LONDON (Reuters) – Britain’s manufacturers association on Thursday slashed its forecast for growth in factory output next year, citing huge uncertainty around demand and energy prices.
Make UK downgraded its forecast for manufacturing growth for next year to just 0.6%, down from the 1.7% forecast in June.
Soaring energy costs, caused by Russia’s ongoing invasion of Ukraine, have eroded consumer demand and pushed up operating costs for businesses.
“Eyewatering costs and a very difficult international environment… (threaten) to shatter expectations of a sustained recovery from the pandemic and put many perfectly viable businesses at risk,” said Stephen Phipson, chief executive of Make UK.
A Make UK survey of manufacturers published with accountants BDO showed scant sign of a boost to exports from a weak pound, which fell this week to its lowest level against the U.S. dollar since 1985.
“UK manufacturers have not been able to sell abroad more easily, partly because the high value-added nature of UK manufacturing means many firms sit in the middle of global supply chains so are less well-positioned to take advantage of relative devaluations in sterling,” Make UK said.
Brexit trade disruption was an additional factor, it said.
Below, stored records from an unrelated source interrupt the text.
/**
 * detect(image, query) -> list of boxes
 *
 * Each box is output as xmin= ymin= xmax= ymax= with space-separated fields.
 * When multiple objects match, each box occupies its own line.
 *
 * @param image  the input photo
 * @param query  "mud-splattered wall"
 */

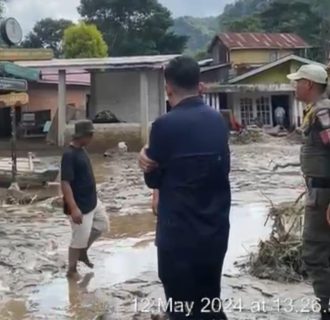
xmin=65 ymin=123 xmax=148 ymax=153
xmin=91 ymin=70 xmax=166 ymax=123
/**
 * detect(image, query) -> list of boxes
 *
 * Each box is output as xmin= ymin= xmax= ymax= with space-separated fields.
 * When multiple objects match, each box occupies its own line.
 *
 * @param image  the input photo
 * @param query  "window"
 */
xmin=270 ymin=51 xmax=279 ymax=62
xmin=240 ymin=98 xmax=253 ymax=126
xmin=256 ymin=97 xmax=272 ymax=125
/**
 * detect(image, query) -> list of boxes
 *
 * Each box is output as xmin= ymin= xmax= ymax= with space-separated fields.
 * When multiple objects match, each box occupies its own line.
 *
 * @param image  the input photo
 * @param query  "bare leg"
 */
xmin=67 ymin=247 xmax=81 ymax=280
xmin=79 ymin=228 xmax=102 ymax=269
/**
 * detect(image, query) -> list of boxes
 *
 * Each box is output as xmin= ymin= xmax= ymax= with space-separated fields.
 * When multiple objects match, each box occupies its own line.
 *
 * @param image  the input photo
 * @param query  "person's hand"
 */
xmin=151 ymin=199 xmax=158 ymax=216
xmin=71 ymin=208 xmax=83 ymax=224
xmin=151 ymin=189 xmax=159 ymax=216
xmin=139 ymin=147 xmax=158 ymax=173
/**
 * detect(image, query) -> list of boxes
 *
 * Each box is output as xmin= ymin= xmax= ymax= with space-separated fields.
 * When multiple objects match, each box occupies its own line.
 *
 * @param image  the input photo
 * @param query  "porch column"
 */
xmin=140 ymin=71 xmax=149 ymax=144
xmin=158 ymin=69 xmax=166 ymax=116
xmin=57 ymin=70 xmax=66 ymax=147
xmin=88 ymin=71 xmax=97 ymax=120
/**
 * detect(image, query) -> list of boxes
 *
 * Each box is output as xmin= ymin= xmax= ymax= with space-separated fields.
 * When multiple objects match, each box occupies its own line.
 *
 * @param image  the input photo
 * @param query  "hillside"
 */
xmin=173 ymin=17 xmax=219 ymax=54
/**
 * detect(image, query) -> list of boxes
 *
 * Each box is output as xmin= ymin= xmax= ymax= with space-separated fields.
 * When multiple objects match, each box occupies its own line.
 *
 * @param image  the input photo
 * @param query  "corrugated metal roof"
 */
xmin=218 ymin=32 xmax=310 ymax=49
xmin=15 ymin=55 xmax=178 ymax=70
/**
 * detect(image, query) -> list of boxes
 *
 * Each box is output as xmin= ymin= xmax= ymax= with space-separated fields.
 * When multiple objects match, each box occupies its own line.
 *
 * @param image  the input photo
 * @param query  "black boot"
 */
xmin=320 ymin=298 xmax=330 ymax=320
xmin=219 ymin=309 xmax=228 ymax=320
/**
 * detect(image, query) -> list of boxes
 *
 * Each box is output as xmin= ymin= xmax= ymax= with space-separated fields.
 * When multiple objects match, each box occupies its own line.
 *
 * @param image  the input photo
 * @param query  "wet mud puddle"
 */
xmin=0 ymin=145 xmax=311 ymax=320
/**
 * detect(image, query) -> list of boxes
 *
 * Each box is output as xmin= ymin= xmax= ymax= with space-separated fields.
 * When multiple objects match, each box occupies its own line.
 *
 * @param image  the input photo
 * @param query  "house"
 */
xmin=0 ymin=68 xmax=90 ymax=138
xmin=208 ymin=32 xmax=310 ymax=75
xmin=26 ymin=68 xmax=91 ymax=118
xmin=16 ymin=55 xmax=178 ymax=151
xmin=204 ymin=55 xmax=325 ymax=127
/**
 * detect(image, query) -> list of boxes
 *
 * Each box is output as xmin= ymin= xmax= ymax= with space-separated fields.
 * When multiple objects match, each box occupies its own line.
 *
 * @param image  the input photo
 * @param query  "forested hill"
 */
xmin=173 ymin=17 xmax=219 ymax=54
xmin=174 ymin=0 xmax=330 ymax=62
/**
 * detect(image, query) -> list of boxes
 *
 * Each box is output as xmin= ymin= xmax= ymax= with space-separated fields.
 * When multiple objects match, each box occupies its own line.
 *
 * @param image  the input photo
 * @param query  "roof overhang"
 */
xmin=16 ymin=55 xmax=180 ymax=70
xmin=228 ymin=55 xmax=326 ymax=84
xmin=206 ymin=83 xmax=294 ymax=93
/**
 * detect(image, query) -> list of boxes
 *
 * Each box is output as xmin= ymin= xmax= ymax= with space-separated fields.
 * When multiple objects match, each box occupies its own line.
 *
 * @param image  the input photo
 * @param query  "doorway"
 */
xmin=0 ymin=107 xmax=22 ymax=139
xmin=272 ymin=95 xmax=291 ymax=129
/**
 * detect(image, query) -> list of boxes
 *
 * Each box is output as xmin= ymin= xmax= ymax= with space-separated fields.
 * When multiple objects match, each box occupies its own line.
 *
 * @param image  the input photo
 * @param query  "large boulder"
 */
xmin=93 ymin=110 xmax=122 ymax=123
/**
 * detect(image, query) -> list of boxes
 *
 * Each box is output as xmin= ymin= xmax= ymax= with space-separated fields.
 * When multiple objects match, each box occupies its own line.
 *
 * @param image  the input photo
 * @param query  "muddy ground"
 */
xmin=0 ymin=139 xmax=317 ymax=320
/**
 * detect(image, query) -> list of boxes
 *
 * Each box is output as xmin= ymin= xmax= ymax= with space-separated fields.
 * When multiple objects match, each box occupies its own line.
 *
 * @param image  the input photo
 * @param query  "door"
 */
xmin=272 ymin=95 xmax=291 ymax=128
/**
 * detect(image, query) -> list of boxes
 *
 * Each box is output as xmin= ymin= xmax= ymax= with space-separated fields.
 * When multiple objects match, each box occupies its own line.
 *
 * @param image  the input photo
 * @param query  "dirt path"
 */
xmin=0 ymin=140 xmax=318 ymax=320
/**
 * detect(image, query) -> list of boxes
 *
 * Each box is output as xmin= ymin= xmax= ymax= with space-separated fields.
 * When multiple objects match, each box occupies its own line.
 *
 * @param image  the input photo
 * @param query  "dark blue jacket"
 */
xmin=145 ymin=97 xmax=231 ymax=250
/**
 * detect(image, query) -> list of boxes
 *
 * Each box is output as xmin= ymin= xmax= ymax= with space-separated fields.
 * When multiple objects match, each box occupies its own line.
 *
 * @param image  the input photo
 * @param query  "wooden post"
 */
xmin=10 ymin=106 xmax=19 ymax=189
xmin=140 ymin=71 xmax=149 ymax=144
xmin=57 ymin=70 xmax=66 ymax=147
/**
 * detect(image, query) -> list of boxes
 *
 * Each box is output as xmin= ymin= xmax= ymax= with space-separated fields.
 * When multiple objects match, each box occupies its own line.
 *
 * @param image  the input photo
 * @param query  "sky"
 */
xmin=5 ymin=0 xmax=233 ymax=35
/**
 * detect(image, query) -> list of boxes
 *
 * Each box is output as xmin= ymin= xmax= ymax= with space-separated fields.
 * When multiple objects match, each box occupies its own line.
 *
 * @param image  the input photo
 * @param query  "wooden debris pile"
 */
xmin=230 ymin=129 xmax=265 ymax=144
xmin=247 ymin=195 xmax=304 ymax=282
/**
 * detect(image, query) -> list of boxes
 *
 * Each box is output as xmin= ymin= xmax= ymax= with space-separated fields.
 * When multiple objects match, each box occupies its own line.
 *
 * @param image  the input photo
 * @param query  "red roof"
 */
xmin=218 ymin=32 xmax=309 ymax=49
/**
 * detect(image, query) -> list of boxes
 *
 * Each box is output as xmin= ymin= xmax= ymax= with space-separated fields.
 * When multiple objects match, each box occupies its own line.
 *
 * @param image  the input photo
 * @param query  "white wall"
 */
xmin=91 ymin=70 xmax=165 ymax=123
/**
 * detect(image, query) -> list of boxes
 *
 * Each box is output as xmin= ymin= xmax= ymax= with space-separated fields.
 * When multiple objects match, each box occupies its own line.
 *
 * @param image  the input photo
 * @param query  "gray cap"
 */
xmin=73 ymin=120 xmax=95 ymax=139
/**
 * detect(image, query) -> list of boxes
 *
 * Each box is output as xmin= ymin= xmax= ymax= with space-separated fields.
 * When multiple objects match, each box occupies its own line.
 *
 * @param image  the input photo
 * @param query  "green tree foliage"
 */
xmin=21 ymin=18 xmax=73 ymax=58
xmin=78 ymin=0 xmax=187 ymax=56
xmin=219 ymin=0 xmax=330 ymax=62
xmin=63 ymin=22 xmax=108 ymax=59
xmin=224 ymin=15 xmax=263 ymax=32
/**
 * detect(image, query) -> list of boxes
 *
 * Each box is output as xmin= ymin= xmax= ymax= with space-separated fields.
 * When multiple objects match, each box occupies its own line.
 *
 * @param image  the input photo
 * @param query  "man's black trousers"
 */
xmin=158 ymin=243 xmax=227 ymax=320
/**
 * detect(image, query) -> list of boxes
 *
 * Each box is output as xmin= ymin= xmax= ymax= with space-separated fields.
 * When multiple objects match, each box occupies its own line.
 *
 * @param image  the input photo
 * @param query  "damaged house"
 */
xmin=201 ymin=33 xmax=325 ymax=127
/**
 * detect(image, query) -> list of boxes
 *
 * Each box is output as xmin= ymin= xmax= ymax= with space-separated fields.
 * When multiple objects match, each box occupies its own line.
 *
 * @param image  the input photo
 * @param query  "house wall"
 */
xmin=211 ymin=39 xmax=230 ymax=64
xmin=91 ymin=70 xmax=165 ymax=123
xmin=240 ymin=62 xmax=291 ymax=84
xmin=24 ymin=83 xmax=89 ymax=117
xmin=201 ymin=67 xmax=229 ymax=83
xmin=239 ymin=61 xmax=308 ymax=84
xmin=232 ymin=92 xmax=303 ymax=126
xmin=230 ymin=49 xmax=294 ymax=65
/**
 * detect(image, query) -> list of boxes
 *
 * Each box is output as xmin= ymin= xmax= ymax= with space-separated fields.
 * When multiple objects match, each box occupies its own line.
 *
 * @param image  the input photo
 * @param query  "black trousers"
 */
xmin=158 ymin=243 xmax=227 ymax=320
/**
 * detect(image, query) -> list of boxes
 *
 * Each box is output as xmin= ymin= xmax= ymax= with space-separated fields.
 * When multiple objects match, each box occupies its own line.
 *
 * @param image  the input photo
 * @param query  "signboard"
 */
xmin=0 ymin=78 xmax=27 ymax=92
xmin=0 ymin=48 xmax=54 ymax=61
xmin=0 ymin=92 xmax=29 ymax=107
xmin=0 ymin=61 xmax=41 ymax=81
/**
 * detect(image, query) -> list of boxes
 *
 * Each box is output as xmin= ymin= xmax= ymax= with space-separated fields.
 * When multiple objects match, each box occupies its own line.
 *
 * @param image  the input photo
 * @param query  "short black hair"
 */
xmin=165 ymin=56 xmax=200 ymax=91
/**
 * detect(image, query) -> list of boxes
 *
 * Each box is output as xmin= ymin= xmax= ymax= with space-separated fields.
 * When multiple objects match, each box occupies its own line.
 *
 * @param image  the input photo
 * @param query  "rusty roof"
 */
xmin=217 ymin=32 xmax=310 ymax=49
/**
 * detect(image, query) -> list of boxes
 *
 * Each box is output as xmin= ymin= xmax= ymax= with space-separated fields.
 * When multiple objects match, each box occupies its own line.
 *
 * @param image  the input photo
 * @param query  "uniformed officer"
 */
xmin=139 ymin=57 xmax=231 ymax=320
xmin=288 ymin=64 xmax=330 ymax=320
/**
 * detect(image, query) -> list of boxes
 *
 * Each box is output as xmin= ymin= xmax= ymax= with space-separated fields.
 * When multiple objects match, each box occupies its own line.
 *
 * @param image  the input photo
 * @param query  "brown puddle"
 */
xmin=1 ymin=204 xmax=278 ymax=320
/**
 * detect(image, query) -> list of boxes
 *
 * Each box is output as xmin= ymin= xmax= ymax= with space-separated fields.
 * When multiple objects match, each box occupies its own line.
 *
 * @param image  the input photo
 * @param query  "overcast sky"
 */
xmin=5 ymin=0 xmax=233 ymax=35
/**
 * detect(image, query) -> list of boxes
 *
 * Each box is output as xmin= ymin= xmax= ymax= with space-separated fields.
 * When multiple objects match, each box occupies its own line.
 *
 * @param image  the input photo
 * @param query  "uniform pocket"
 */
xmin=306 ymin=188 xmax=318 ymax=208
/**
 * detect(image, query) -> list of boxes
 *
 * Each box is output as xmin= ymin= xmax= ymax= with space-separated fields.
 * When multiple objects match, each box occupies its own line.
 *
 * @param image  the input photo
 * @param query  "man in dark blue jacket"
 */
xmin=139 ymin=57 xmax=231 ymax=320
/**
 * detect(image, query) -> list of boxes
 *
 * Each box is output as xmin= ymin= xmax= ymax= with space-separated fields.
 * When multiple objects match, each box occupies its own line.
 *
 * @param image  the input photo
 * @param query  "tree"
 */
xmin=78 ymin=0 xmax=187 ymax=56
xmin=224 ymin=15 xmax=263 ymax=32
xmin=21 ymin=18 xmax=73 ymax=58
xmin=63 ymin=22 xmax=108 ymax=58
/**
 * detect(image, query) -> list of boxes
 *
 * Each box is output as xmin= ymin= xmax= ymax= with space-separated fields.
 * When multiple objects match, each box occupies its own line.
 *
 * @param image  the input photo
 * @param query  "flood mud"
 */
xmin=0 ymin=139 xmax=317 ymax=320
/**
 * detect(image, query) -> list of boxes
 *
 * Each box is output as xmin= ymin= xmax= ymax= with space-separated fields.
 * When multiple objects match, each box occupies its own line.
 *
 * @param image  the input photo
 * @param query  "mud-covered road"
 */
xmin=0 ymin=139 xmax=320 ymax=320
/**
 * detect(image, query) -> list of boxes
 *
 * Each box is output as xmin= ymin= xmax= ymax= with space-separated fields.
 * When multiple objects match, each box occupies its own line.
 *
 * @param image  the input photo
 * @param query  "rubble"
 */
xmin=246 ymin=196 xmax=305 ymax=282
xmin=230 ymin=128 xmax=265 ymax=144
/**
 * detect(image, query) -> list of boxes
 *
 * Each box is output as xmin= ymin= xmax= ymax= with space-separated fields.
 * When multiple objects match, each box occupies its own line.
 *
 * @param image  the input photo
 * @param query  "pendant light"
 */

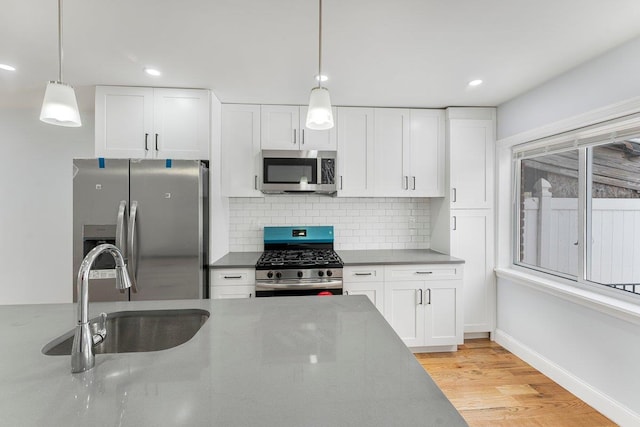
xmin=306 ymin=0 xmax=333 ymax=130
xmin=40 ymin=0 xmax=82 ymax=127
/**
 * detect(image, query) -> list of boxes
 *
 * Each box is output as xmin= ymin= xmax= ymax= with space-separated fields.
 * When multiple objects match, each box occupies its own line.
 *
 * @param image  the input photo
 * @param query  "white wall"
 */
xmin=495 ymin=34 xmax=640 ymax=425
xmin=496 ymin=279 xmax=640 ymax=426
xmin=0 ymin=101 xmax=94 ymax=304
xmin=229 ymin=195 xmax=430 ymax=252
xmin=497 ymin=38 xmax=640 ymax=140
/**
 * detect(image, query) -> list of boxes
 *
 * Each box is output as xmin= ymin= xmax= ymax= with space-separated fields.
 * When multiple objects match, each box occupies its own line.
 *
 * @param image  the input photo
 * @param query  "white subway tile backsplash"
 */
xmin=229 ymin=195 xmax=431 ymax=252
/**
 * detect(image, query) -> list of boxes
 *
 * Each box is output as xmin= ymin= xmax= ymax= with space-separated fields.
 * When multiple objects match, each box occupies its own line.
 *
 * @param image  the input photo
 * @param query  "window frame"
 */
xmin=510 ymin=114 xmax=640 ymax=304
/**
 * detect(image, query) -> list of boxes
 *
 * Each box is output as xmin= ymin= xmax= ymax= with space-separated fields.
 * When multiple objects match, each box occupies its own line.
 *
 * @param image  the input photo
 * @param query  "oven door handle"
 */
xmin=256 ymin=280 xmax=342 ymax=290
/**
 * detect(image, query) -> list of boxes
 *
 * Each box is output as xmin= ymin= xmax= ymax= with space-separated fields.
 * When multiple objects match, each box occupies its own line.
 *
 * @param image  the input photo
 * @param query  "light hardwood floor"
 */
xmin=416 ymin=339 xmax=616 ymax=427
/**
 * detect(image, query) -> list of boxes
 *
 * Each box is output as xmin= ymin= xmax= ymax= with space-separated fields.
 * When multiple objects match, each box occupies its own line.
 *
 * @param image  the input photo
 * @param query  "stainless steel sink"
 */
xmin=42 ymin=309 xmax=209 ymax=356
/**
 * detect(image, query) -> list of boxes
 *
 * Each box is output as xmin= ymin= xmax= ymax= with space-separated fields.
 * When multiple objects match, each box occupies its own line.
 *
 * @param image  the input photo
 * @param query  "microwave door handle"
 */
xmin=127 ymin=200 xmax=138 ymax=293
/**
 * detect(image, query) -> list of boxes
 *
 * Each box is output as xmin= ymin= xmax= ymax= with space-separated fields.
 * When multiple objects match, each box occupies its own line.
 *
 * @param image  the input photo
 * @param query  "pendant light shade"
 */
xmin=40 ymin=81 xmax=82 ymax=127
xmin=40 ymin=0 xmax=82 ymax=127
xmin=306 ymin=87 xmax=333 ymax=130
xmin=306 ymin=0 xmax=333 ymax=130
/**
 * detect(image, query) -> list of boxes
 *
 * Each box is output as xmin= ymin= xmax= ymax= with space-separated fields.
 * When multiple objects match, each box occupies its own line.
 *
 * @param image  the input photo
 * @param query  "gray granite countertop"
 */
xmin=336 ymin=249 xmax=464 ymax=266
xmin=0 ymin=296 xmax=466 ymax=427
xmin=209 ymin=249 xmax=464 ymax=268
xmin=209 ymin=252 xmax=262 ymax=268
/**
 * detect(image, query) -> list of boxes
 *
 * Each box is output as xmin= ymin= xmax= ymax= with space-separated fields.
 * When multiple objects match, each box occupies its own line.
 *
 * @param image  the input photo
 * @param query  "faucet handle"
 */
xmin=92 ymin=313 xmax=107 ymax=347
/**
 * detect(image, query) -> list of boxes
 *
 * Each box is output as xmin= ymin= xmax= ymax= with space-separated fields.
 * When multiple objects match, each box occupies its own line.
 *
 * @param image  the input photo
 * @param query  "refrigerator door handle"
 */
xmin=127 ymin=200 xmax=138 ymax=293
xmin=116 ymin=200 xmax=127 ymax=258
xmin=116 ymin=200 xmax=127 ymax=294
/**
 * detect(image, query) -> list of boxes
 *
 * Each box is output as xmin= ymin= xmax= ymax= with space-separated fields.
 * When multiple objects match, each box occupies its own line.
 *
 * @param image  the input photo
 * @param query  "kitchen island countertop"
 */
xmin=0 ymin=296 xmax=466 ymax=427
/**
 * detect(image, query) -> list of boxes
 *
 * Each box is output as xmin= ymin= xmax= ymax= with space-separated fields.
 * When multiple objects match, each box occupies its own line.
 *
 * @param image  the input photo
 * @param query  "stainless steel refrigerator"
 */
xmin=73 ymin=159 xmax=209 ymax=301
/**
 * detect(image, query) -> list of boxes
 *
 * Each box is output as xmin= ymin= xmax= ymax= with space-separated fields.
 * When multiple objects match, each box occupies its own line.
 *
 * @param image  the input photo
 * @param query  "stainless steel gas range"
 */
xmin=256 ymin=226 xmax=343 ymax=297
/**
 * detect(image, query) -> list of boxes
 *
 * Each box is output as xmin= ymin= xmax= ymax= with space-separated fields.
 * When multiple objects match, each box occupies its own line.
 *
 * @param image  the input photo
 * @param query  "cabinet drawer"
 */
xmin=384 ymin=264 xmax=462 ymax=281
xmin=342 ymin=265 xmax=384 ymax=283
xmin=211 ymin=268 xmax=256 ymax=286
xmin=211 ymin=285 xmax=256 ymax=299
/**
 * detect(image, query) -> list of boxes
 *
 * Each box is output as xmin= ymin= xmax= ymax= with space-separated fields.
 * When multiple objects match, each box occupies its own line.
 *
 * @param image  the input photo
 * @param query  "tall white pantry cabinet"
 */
xmin=431 ymin=108 xmax=496 ymax=338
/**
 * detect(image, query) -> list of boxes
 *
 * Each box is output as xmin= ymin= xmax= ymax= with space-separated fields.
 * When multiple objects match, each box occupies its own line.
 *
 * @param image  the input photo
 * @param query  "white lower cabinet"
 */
xmin=384 ymin=264 xmax=463 ymax=349
xmin=342 ymin=265 xmax=384 ymax=314
xmin=343 ymin=264 xmax=463 ymax=351
xmin=210 ymin=268 xmax=256 ymax=299
xmin=451 ymin=209 xmax=495 ymax=333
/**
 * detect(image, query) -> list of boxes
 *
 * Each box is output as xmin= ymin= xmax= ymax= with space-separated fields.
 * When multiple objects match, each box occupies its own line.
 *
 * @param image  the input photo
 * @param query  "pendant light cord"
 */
xmin=318 ymin=0 xmax=322 ymax=87
xmin=58 ymin=0 xmax=62 ymax=83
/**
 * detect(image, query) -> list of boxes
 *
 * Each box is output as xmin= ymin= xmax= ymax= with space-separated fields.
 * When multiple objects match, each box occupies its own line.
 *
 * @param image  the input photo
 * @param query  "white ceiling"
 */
xmin=0 ymin=0 xmax=640 ymax=107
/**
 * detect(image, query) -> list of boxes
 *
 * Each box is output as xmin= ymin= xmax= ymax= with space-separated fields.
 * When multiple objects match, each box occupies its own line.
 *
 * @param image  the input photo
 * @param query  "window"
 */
xmin=514 ymin=123 xmax=640 ymax=295
xmin=587 ymin=139 xmax=640 ymax=294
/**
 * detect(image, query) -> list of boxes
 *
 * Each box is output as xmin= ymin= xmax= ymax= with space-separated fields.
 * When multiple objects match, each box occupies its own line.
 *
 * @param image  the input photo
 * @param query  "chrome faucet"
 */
xmin=71 ymin=243 xmax=131 ymax=374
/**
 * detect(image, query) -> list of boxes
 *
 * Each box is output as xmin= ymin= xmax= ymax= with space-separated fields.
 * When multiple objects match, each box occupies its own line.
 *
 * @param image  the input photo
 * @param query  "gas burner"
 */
xmin=256 ymin=249 xmax=342 ymax=268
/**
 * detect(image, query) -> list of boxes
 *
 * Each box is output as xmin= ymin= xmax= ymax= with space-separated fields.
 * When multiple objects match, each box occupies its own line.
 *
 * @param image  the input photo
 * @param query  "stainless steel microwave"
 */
xmin=261 ymin=150 xmax=337 ymax=194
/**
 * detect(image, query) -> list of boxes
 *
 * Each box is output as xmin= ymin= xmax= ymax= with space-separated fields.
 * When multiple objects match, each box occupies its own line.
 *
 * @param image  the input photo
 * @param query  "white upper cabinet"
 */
xmin=261 ymin=105 xmax=300 ymax=150
xmin=95 ymin=86 xmax=153 ymax=159
xmin=153 ymin=89 xmax=211 ymax=160
xmin=373 ymin=108 xmax=411 ymax=197
xmin=374 ymin=108 xmax=445 ymax=197
xmin=95 ymin=86 xmax=210 ymax=159
xmin=449 ymin=119 xmax=495 ymax=209
xmin=221 ymin=104 xmax=263 ymax=197
xmin=404 ymin=110 xmax=445 ymax=197
xmin=261 ymin=105 xmax=337 ymax=151
xmin=336 ymin=107 xmax=374 ymax=197
xmin=300 ymin=107 xmax=338 ymax=151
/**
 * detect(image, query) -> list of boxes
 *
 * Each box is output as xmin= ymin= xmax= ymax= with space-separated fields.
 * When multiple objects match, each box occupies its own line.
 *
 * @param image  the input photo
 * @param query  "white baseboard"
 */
xmin=494 ymin=329 xmax=640 ymax=427
xmin=464 ymin=332 xmax=490 ymax=340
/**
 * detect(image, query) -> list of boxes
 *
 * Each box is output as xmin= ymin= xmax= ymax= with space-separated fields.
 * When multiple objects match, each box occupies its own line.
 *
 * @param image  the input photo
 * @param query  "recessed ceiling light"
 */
xmin=144 ymin=67 xmax=162 ymax=77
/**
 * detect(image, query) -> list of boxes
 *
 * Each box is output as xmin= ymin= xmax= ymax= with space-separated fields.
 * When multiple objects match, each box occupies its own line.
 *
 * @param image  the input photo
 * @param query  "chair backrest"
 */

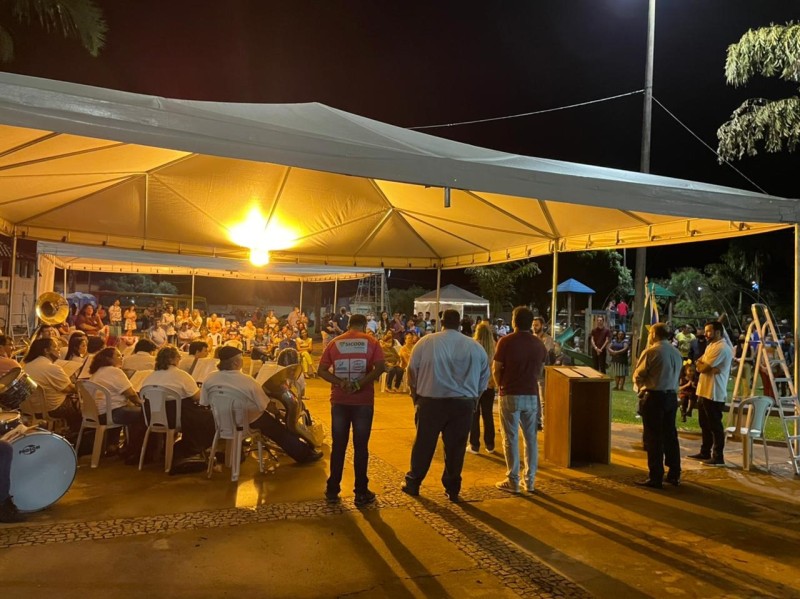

The Make UK survey was conducted between August 10 and August 31 – before Liz Truss became prime minister and announced plans to help households and businesses through the coming months.
The government said on Wednesday it would cap wholesale electricity and gas costs for businesses at less than half the market rate from next month, helping relieve the pressure of soaring energy costs but adding to the government’s fast-rising spending.